The Christmas season seems to come earlier and earlier each year. Just days after Halloween, Wal-Mart was flooded with tinsel and Christmas ornaments, and Orange City’s main street streamed with decorations. Even Northwestern’s campus is welcoming the early Christmas season with music and sweaters.
However, for some people an “early” Christmas season doesn’t exist.
“Former closet Christmas junky,” Kali Wolkow, celebrates Christmas 365 days a year. She is known for blaring Christmas tunes in the art building, at work and in her room all year long. The ironic thing is that Christmas isn’t even Wolkow’s favorite holiday — the Fourth of July is.
When asked why she likes Christmas so much, or even how she can stand the music all year long, Wolkow generally gives her short version of the answer:
“If anyone deserves to celebrate their birthday all year long, Jesus seems like a good option, don’t you think?”
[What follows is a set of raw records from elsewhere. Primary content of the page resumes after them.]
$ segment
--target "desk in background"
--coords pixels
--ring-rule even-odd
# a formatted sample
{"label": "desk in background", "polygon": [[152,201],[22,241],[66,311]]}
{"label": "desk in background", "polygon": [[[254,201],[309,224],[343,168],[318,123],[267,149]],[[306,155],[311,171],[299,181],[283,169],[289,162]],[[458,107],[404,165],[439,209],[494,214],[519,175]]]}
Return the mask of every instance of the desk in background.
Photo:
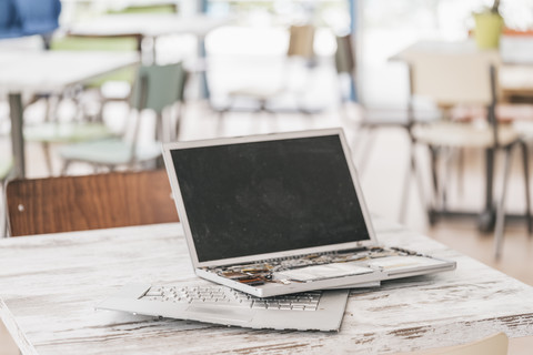
{"label": "desk in background", "polygon": [[[502,48],[500,57],[502,59],[502,64],[497,68],[499,74],[499,87],[500,87],[500,98],[499,103],[511,98],[515,94],[533,94],[533,54],[527,53],[523,50],[523,45],[517,45],[516,42],[513,42],[514,39],[507,41],[502,41]],[[517,43],[529,43],[529,47],[533,47],[533,40],[521,39],[525,42]],[[403,61],[410,63],[412,59],[419,53],[473,53],[477,52],[479,49],[474,40],[466,41],[456,41],[456,42],[446,42],[446,41],[420,41],[415,42],[411,47],[400,51],[399,53],[392,55],[390,60],[393,61]],[[520,108],[519,110],[513,110],[507,105],[503,110],[497,110],[500,113],[505,113],[506,115],[502,119],[509,120],[510,115],[513,116],[517,114],[520,119],[523,119],[524,115],[527,116],[527,110],[525,108]],[[479,217],[479,227],[482,232],[490,232],[494,227],[495,223],[495,206],[494,206],[494,151],[492,149],[485,150],[485,196],[484,196],[484,206],[480,213],[471,212],[455,212],[455,211],[431,211],[430,221],[434,216],[477,216]]]}
{"label": "desk in background", "polygon": [[139,62],[132,53],[12,51],[0,54],[0,92],[9,94],[16,174],[26,176],[22,93],[61,92]]}
{"label": "desk in background", "polygon": [[455,260],[457,268],[352,291],[339,333],[95,312],[125,283],[195,278],[180,224],[1,240],[0,316],[22,354],[376,354],[499,331],[533,335],[532,287],[396,224],[374,225],[385,245]]}

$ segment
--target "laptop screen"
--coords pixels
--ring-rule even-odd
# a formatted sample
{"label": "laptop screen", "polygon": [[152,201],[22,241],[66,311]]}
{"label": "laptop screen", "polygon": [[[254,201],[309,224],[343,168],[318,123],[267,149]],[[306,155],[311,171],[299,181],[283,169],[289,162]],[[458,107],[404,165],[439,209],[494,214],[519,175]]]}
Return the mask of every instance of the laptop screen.
{"label": "laptop screen", "polygon": [[199,262],[370,240],[336,134],[171,158]]}

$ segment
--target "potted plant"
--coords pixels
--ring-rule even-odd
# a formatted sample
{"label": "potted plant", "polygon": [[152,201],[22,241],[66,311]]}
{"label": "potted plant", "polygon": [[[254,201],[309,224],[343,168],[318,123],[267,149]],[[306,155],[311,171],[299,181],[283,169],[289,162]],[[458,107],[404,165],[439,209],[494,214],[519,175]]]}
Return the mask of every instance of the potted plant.
{"label": "potted plant", "polygon": [[500,45],[503,18],[500,14],[500,0],[494,0],[491,8],[474,13],[475,42],[480,49],[495,49]]}

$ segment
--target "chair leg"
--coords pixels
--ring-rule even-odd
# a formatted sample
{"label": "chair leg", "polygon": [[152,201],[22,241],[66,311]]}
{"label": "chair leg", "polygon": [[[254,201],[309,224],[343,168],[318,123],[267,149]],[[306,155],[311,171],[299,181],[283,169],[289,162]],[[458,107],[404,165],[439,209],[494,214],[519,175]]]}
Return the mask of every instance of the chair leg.
{"label": "chair leg", "polygon": [[401,204],[400,204],[400,214],[398,220],[400,223],[404,224],[405,223],[405,215],[408,212],[408,200],[409,200],[409,193],[411,190],[411,174],[414,172],[414,145],[411,143],[410,150],[409,150],[409,163],[408,163],[408,169],[405,171],[405,178],[403,181],[403,189],[402,189],[402,197],[401,197]]}
{"label": "chair leg", "polygon": [[521,142],[520,146],[522,148],[522,159],[524,165],[524,187],[525,187],[525,219],[527,221],[527,233],[530,237],[533,233],[533,220],[531,217],[531,194],[530,194],[530,158],[527,152],[527,144]]}
{"label": "chair leg", "polygon": [[7,201],[6,201],[7,199],[6,199],[6,183],[4,182],[2,182],[2,194],[1,194],[0,200],[1,200],[0,204],[2,206],[2,210],[1,210],[2,211],[2,215],[1,215],[2,220],[0,221],[0,223],[2,225],[0,231],[1,231],[2,234],[0,234],[0,239],[2,239],[2,237],[8,236],[8,204],[7,204]]}
{"label": "chair leg", "polygon": [[502,195],[496,207],[496,226],[494,229],[494,258],[499,260],[502,254],[503,234],[505,227],[505,196],[507,194],[509,174],[511,172],[512,146],[505,150],[505,162],[503,169]]}
{"label": "chair leg", "polygon": [[464,192],[463,176],[464,176],[464,150],[460,148],[457,152],[457,192],[460,196],[462,196]]}
{"label": "chair leg", "polygon": [[222,135],[224,131],[225,109],[219,111],[219,120],[217,122],[217,135]]}
{"label": "chair leg", "polygon": [[63,166],[61,168],[61,175],[67,175],[67,170],[69,170],[70,163],[71,163],[70,160],[66,160],[63,162]]}
{"label": "chair leg", "polygon": [[375,140],[375,130],[373,128],[369,128],[366,142],[361,149],[361,154],[360,154],[359,164],[358,164],[358,170],[361,175],[364,173],[364,171],[366,170],[366,165],[369,164],[370,152],[372,151],[372,146],[374,145],[374,140]]}
{"label": "chair leg", "polygon": [[51,176],[53,175],[53,169],[52,169],[52,158],[50,156],[50,143],[43,142],[41,146],[42,146],[42,152],[44,154],[44,162],[47,163],[48,174]]}

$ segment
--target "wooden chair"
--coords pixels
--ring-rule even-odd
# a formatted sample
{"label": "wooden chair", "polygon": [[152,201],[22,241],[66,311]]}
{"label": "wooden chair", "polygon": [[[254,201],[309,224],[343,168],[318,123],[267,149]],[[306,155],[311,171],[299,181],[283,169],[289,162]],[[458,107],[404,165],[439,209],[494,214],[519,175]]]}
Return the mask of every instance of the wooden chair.
{"label": "wooden chair", "polygon": [[11,236],[178,222],[164,170],[14,180]]}
{"label": "wooden chair", "polygon": [[[495,221],[495,257],[501,254],[504,225],[505,225],[505,197],[511,171],[512,153],[515,148],[522,151],[522,163],[525,186],[525,217],[527,231],[533,231],[530,207],[529,185],[529,153],[524,141],[517,130],[502,123],[496,118],[496,103],[499,99],[497,68],[500,57],[497,52],[464,52],[464,53],[412,53],[410,61],[411,94],[424,95],[445,111],[455,105],[485,106],[486,124],[479,125],[476,122],[457,122],[451,119],[432,122],[430,124],[416,124],[412,128],[412,136],[416,144],[429,148],[432,155],[433,199],[428,206],[430,214],[434,215],[439,210],[445,210],[445,194],[443,182],[440,181],[436,166],[439,152],[452,152],[465,148],[484,150],[485,154],[494,156],[495,152],[504,153],[503,186],[496,207]],[[411,168],[416,173],[414,151],[411,150]],[[486,194],[492,199],[493,189],[493,159],[487,159]],[[409,191],[409,180],[405,181],[404,199]],[[402,202],[405,211],[406,202]],[[490,221],[492,215],[492,202],[489,202],[487,211],[483,214],[483,221]],[[490,223],[485,223],[490,224]]]}
{"label": "wooden chair", "polygon": [[[352,150],[356,158],[356,166],[359,173],[363,175],[371,158],[371,151],[375,141],[375,133],[380,129],[401,129],[411,140],[411,128],[415,122],[430,122],[440,119],[441,114],[436,110],[421,108],[386,108],[386,106],[369,106],[363,102],[363,98],[358,90],[358,72],[356,72],[356,52],[354,51],[354,41],[351,34],[338,36],[335,51],[335,69],[339,74],[339,89],[341,98],[341,110],[343,119],[351,121],[349,106],[352,101],[343,92],[341,79],[346,77],[350,79],[352,91],[356,98],[356,112],[360,120],[356,121],[358,134],[352,141]],[[400,211],[402,211],[400,209]],[[401,214],[402,212],[400,212]],[[402,217],[400,217],[402,219]]]}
Her passion for the Christmas season, or as she admits a possible obsession, goes beyond cheery music, Hallmark movies or even a celebration of Jesus’ birthday. It is deeply rooted in family and traditions.
“It has a lot to do with what helps my family be a family,” Wolkow said. “All of our family’s traditions are centered around Christmas.”
One dreaded tradition that makes Wolkow cringe is when the family holds hands around the tree and sings “Silent Night” and “O Christmas Tree” together.
“We hate it … but at the same time love how we all hate it together,” Wolkow said.
Other traditions in the Wolkow household include Christmas cookie decorating and stockings stuffed with presents from Santa. There is also a holiday meal of ham and homemade mac-and-cheese and an annual Christmas slumber party with her mother’s side of the family.
So how does the rest of the Wolkow family, who has a rule that “no Christmas music is allowed before December and none after,” respond to Wolkow’s year-round continuance of the Christmas celebration?
“I’m not even the black sheep in my family … I’m like the polka-dotted camel so it doesn’t even surprise them,” Wolkow said.
It is mostly Wolkow’s older sister Lexi who pushes for minimal festivities. Wolkow said her sister is a bit of a grinch when it comes to Christmas, and she even wears a shirt plastered with the Grinch’s face during twelve days of the Christmas season.
Wolkow believes that if allowed, the rest of her family would only welcome Christmas music beginning in November and possible a brief stint in January.
The acceptance of her strange preference of Amy Grant’s “I Need a Silent Night” over country classics or Top-40 hits goes beyond the walls of Wolkow’s home. Wolkow describes Samantha Rhoda, her roommate since sophomore year, as being “really supportive of my uniqueness in all things, including Christmas.”
Alexis Graves lived on Wolkow’s wing freshman year and remembers thinking her year-round celebration of Christmas as really strange. Now as a friend, she notices that Wolkow’s personality embraces the Christmas spirit.
“She puts her whole heart into giving gifts to people,” Graves said. “And she gives them all the time.”
As an art and journalism double major, Wolkow spends countless hours in the art building. Christmas music is her signature, and students and faculty alike know she is in the building when they hear the tune of Elvis’ “Blue Christmas” traveling down the hall in the middle of September.
Art professor Emily Stokes remembers walking down the hall to her morning drawing class and hearing Christmas music coming from the painting room. Not surprising, this isn’t an uncommon occurance for Stokes.
“It’s kind of a nice way to wake up,” Stokes said. “It kind of livens you up walking to class when you hear Christmas music.”
However, not everyone enjoys Wolkow’s music selection. Art student Lyric Morris admits to being “Scrooge, Grinch Lyric” because she has very strong opinions against Christmas music being played before Thanksgiving and after January.
“Personally, I think it’s kind of annoying,” Morris said. “I’m sometimes willing to put up with it, but I get annoyed.”
Regardless, Wolkow finds Christmas music comforting. It reminds Wolkow that her family in May and August and October is the same as the one in December.
Wolkow said, “When life starts falling apart and that peace is replaced with stress and joy is replaced with hardship [and] I need a little Christmas to remind me of God’s love and my family’s.”